We saw several areas of outstanding practice including:

  • The UCC at Chase Farm Hospital was an outstanding example of a nurse led multi-disciplinary team providing excellent outcomes for patients. Patients were seen promptly and obtained good clinical outcomes. The close working relationship with the Paediatric Assessment Unit significantly enhanced the service provided to children and young people.
  • The Matrons in surgery were dynamic, supportive and visible in clinical areas and they inspired others to work together.

However, there were also areas of poor practice where the trust needs to make improvements.

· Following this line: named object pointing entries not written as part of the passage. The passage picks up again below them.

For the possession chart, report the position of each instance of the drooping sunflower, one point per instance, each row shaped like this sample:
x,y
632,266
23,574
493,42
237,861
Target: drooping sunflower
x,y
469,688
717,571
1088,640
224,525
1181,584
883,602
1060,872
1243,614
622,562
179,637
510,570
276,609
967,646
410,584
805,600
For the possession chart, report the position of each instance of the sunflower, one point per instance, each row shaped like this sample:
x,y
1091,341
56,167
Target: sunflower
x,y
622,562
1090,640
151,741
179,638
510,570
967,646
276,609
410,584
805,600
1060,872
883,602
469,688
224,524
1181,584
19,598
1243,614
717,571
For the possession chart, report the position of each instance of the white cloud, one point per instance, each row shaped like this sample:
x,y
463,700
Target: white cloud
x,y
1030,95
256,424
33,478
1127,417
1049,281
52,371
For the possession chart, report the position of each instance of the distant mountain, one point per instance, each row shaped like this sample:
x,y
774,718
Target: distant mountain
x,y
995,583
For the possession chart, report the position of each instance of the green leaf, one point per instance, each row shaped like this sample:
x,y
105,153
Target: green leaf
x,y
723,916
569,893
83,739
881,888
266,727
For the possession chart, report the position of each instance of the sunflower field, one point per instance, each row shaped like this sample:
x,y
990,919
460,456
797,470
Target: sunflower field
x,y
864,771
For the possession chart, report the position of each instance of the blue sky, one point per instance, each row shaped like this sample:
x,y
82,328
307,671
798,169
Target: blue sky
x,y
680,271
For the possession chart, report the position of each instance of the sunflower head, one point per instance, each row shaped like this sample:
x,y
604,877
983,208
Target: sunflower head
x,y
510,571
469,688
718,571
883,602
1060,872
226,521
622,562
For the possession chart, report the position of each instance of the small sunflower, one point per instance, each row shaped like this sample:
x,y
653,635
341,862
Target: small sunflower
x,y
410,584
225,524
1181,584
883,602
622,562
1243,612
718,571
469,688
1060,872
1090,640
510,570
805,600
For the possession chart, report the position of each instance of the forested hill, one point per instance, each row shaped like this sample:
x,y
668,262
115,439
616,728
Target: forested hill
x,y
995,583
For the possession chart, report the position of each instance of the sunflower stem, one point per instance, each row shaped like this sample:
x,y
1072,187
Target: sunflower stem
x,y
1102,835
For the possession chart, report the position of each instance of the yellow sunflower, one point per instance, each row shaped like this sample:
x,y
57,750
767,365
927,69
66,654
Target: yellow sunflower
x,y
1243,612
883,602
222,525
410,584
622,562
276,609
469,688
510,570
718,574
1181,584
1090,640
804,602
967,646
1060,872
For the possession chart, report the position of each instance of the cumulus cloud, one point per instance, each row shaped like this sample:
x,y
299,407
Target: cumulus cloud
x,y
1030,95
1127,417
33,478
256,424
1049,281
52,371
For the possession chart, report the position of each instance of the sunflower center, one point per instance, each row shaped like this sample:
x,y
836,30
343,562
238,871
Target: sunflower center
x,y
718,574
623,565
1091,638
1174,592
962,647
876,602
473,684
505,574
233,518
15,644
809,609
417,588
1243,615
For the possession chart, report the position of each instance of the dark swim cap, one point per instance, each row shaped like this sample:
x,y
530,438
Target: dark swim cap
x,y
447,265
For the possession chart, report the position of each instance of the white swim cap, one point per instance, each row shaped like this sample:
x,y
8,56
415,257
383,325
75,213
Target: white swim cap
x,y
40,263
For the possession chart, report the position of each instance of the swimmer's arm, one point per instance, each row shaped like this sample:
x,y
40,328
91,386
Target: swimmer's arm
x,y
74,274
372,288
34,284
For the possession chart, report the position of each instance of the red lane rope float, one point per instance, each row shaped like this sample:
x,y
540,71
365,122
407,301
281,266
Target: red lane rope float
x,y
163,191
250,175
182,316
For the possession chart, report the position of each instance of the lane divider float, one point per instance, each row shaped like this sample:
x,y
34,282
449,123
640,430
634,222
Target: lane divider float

Importantly, the trust must:

  • Remove the inconsistencies that existed in patient’s assessments for DNACPR and the recording of Mental Capacity Act assessments.
  • The hospital must reduce the number of outpatients appointments it is cancelling.
  • The trust must ensure the 62 day cancer wait times are met in accordance with national standards.

  • The trust must ensure all staff interacting with children have the appropriate level of safeguarding training.

In addition the trust should:

  • Risk assessment documentation must completed in areas such as falls risk assessments, nutrition charts and fluid balance charts.

  • The trust should ensure grading of surgical referrals occurs within acceptable timescales.

  • The trust should ensure that RTT is improved in accordance with national standards and England averages.

  • The trust should ensure security of prescriptions forms is in line with NHS Protect guidance.

  • The trust should ensure the safer surgery policy is implemented and staff awareness on the policy should be enforced.
  • The trust should continue with its work around implanting the 5 steps of safer surgery until embedded and audited to ensure full compliance.